Visibility and asset management lay the foundation for network security. You can’t protect what you can’t see so industrial organisations must ensure they have visibility to all connected devices on their networks. To improve efficiency, network visibility solutions should be able to span across IT, OT and IoT devices, enabling the discovery of vulnerable devices in the network so that proper control and mitigation actions can be applied. In addition, this solution should also continuously monitor the network for new devices, automatically detecting new connections, so there are no visibility gaps that could put the organisation at risk.

Vulnerable devices will always exist in OT environments because many of them are too old or fragile to be patched. When a device falls into this category, the focus must be on giving the connected device the minimum amount of privilege. This means if an attacker does gain access to it, they will have a limited ability in what they can do, how they can spread across the network and what they can gain access to. It is also important to segment it from mission critical systems as this will prevent lateral movement attacks.

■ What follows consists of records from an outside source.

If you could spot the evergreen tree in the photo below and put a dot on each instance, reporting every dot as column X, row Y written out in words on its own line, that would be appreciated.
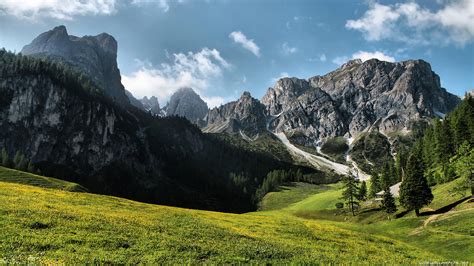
column 400, row 163
column 388, row 202
column 464, row 166
column 350, row 192
column 362, row 195
column 23, row 164
column 30, row 168
column 5, row 158
column 414, row 190
column 17, row 160
column 375, row 187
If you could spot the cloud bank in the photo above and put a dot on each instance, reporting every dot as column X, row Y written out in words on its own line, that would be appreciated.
column 195, row 70
column 411, row 23
column 58, row 9
column 249, row 44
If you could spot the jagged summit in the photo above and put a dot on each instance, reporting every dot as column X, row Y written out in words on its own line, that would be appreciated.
column 245, row 116
column 356, row 97
column 95, row 55
column 187, row 103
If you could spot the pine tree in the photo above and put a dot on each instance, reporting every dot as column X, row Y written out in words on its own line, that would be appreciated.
column 414, row 190
column 350, row 193
column 5, row 158
column 464, row 166
column 362, row 195
column 17, row 159
column 400, row 163
column 375, row 187
column 388, row 202
column 30, row 168
column 23, row 164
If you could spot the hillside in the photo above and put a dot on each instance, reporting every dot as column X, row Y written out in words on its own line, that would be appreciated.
column 46, row 225
column 447, row 233
column 19, row 177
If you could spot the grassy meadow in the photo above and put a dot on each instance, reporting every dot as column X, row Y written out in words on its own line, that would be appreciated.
column 41, row 224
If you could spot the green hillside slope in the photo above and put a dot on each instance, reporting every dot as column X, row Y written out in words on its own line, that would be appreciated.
column 20, row 177
column 45, row 225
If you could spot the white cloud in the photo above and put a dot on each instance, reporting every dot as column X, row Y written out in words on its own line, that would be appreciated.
column 163, row 4
column 364, row 56
column 214, row 101
column 58, row 9
column 282, row 75
column 249, row 44
column 340, row 60
column 195, row 70
column 411, row 23
column 287, row 49
column 322, row 58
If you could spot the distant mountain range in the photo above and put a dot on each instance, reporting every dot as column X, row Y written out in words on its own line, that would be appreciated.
column 120, row 145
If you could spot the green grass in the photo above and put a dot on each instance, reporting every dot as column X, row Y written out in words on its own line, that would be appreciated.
column 289, row 194
column 450, row 234
column 15, row 176
column 46, row 225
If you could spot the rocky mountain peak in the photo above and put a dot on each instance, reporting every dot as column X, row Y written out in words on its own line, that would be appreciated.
column 151, row 105
column 245, row 116
column 187, row 103
column 285, row 90
column 352, row 63
column 357, row 97
column 96, row 56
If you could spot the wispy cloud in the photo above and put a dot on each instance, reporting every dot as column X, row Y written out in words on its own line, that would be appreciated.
column 287, row 49
column 195, row 70
column 249, row 44
column 411, row 23
column 163, row 4
column 58, row 9
column 282, row 75
column 364, row 56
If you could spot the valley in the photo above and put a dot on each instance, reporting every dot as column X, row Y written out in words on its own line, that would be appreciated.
column 299, row 223
column 236, row 132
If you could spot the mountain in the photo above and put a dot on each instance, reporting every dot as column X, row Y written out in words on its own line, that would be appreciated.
column 245, row 116
column 96, row 56
column 61, row 121
column 185, row 102
column 151, row 105
column 134, row 101
column 357, row 97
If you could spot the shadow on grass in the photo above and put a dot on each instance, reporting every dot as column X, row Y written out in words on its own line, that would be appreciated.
column 445, row 208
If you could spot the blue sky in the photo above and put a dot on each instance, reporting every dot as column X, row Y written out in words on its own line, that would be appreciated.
column 223, row 47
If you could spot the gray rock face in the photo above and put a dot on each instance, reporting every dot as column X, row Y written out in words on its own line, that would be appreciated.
column 134, row 101
column 151, row 105
column 95, row 55
column 278, row 98
column 187, row 103
column 246, row 115
column 357, row 97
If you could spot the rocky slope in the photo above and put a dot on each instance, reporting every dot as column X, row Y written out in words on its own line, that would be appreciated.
column 95, row 55
column 70, row 130
column 151, row 105
column 185, row 102
column 245, row 116
column 357, row 97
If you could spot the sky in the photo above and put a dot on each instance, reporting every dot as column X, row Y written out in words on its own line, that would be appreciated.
column 221, row 48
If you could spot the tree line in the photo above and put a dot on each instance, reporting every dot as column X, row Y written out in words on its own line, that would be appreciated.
column 19, row 161
column 442, row 152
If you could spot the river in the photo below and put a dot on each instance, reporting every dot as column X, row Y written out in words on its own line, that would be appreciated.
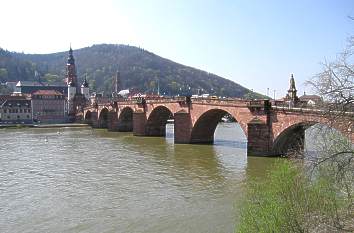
column 91, row 180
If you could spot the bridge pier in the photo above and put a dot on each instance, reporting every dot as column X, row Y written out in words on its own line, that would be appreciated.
column 94, row 119
column 112, row 123
column 259, row 138
column 182, row 127
column 139, row 123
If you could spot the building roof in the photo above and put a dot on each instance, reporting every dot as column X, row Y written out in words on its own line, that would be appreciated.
column 16, row 103
column 38, row 84
column 4, row 98
column 47, row 93
column 310, row 97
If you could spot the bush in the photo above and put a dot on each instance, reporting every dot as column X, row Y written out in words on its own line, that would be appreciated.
column 289, row 201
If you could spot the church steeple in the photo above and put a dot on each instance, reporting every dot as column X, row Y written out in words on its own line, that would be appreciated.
column 71, row 70
column 292, row 89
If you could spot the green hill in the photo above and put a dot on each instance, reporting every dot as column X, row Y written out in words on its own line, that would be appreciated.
column 139, row 70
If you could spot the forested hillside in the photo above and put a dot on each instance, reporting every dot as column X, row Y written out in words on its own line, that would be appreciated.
column 139, row 70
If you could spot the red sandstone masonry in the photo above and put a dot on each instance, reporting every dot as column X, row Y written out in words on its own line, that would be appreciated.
column 261, row 128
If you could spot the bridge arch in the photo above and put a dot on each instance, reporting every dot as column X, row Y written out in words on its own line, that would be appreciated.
column 292, row 138
column 204, row 127
column 157, row 120
column 103, row 118
column 88, row 117
column 125, row 120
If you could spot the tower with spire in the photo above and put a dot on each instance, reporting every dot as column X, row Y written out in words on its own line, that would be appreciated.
column 292, row 92
column 85, row 91
column 77, row 98
column 71, row 78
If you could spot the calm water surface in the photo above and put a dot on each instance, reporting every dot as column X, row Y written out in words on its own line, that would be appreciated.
column 85, row 180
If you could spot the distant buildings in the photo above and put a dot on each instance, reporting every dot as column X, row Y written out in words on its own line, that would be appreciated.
column 35, row 101
column 15, row 110
column 49, row 106
column 28, row 87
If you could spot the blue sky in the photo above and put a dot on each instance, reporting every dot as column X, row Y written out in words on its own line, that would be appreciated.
column 255, row 43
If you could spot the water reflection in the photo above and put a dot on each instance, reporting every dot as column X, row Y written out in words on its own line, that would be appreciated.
column 84, row 180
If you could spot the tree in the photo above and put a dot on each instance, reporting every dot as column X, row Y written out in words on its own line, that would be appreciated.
column 317, row 197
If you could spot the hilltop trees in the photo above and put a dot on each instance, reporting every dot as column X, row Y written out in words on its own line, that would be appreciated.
column 317, row 194
column 139, row 70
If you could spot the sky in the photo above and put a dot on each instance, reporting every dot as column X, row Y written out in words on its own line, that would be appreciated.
column 255, row 43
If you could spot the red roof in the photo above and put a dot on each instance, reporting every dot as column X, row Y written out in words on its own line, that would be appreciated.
column 47, row 92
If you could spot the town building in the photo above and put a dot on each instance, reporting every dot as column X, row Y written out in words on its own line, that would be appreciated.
column 28, row 87
column 15, row 110
column 49, row 106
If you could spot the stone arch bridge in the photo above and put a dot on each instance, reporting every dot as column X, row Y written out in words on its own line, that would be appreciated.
column 270, row 130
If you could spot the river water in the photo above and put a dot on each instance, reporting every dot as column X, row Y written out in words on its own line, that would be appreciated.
column 91, row 180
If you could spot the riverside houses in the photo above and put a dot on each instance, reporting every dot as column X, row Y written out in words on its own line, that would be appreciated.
column 15, row 110
column 49, row 106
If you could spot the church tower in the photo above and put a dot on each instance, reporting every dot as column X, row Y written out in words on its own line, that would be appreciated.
column 292, row 90
column 71, row 78
column 85, row 89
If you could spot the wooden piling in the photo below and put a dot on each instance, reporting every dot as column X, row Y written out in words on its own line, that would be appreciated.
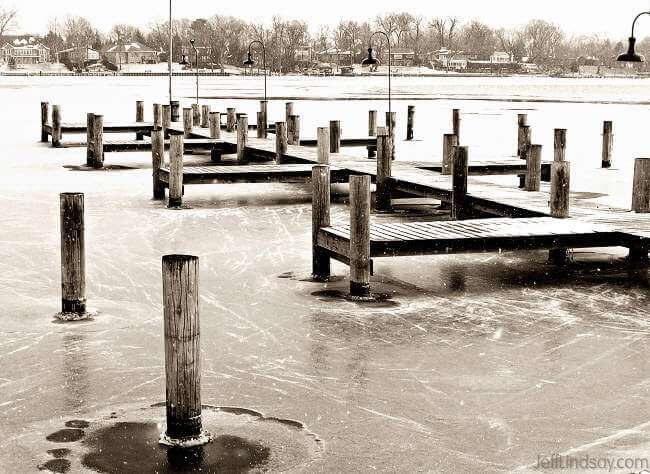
column 175, row 168
column 335, row 136
column 559, row 144
column 242, row 137
column 320, row 217
column 56, row 126
column 230, row 119
column 608, row 144
column 73, row 253
column 409, row 122
column 98, row 141
column 533, row 168
column 360, row 236
column 384, row 171
column 187, row 121
column 182, row 346
column 175, row 111
column 324, row 144
column 449, row 142
column 45, row 111
column 280, row 141
column 459, row 208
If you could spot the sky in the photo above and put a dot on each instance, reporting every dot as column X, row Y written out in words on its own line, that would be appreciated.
column 578, row 17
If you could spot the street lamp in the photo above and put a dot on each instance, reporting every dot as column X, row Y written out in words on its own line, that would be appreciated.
column 371, row 61
column 631, row 56
column 249, row 62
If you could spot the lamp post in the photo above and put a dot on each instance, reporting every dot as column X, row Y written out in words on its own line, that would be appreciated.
column 631, row 56
column 249, row 62
column 370, row 61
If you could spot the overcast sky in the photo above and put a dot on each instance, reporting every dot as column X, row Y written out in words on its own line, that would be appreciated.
column 609, row 17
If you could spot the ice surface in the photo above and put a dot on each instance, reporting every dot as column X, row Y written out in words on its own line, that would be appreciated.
column 480, row 363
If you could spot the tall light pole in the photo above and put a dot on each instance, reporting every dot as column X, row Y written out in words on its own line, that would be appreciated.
column 370, row 61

Segmentation is a fundamental control that enforces proper network hygiene to mitigate the risk from vulnerable devices. Segmentation restricts external communication paths and isolates vulnerable devices in zones as a mitigating control if they cannot be patched or until they can be patched.

While device manufacturers address fundamental issues with insecure-by-design firmware and protocols, asset owners can monitor for progressive patches released by affected device vendors and apply these in their own networks. To further mitigate against risk, industrial organisations should monitor networks for malicious packets that exploit insecure by design functionality, isolate OT/ICS networks from corporate networks and the internet, limit network connections and focus on consequence reduction, where possible.

Preparation and collaboration go hand in hand

The best way to overcome challenges all comes down to preparation. Carry out site assessments to understand inventory and what kind of assets are connected to the networks, their risks and required connectivity. In many cases, the number of known internet-connected devices inside an industrial framework is only a fraction of the network reality.

Collaboration between IT, security and OT site teams is crucial for the ongoing success of secure industrial operations. Digitalisation provides a chance to standardise security policies and put in place automated asset and network monitoring. This in turn provides better insights into these systems so that organisations are constantly aware of their security and operational risks. This then enables the implementation of risk-based segmentation and least privilege access, so that if any cyber incident occurs the impact will be minimal.

While OT security is gradually improving, there are still security gaps that exist in many organisations. The rapid expansion in the number of connected devices exponentially increases the risk posture for industrial organisations. By connecting OT to IoT and IT devices, vulnerabilities that once were seen as insignificant due to their lack of connectivity are now high targets for bad actors. As dependence on OT and IoT grows across industries, the need to tackle cybersecurity risk, including every connected device, is imperative.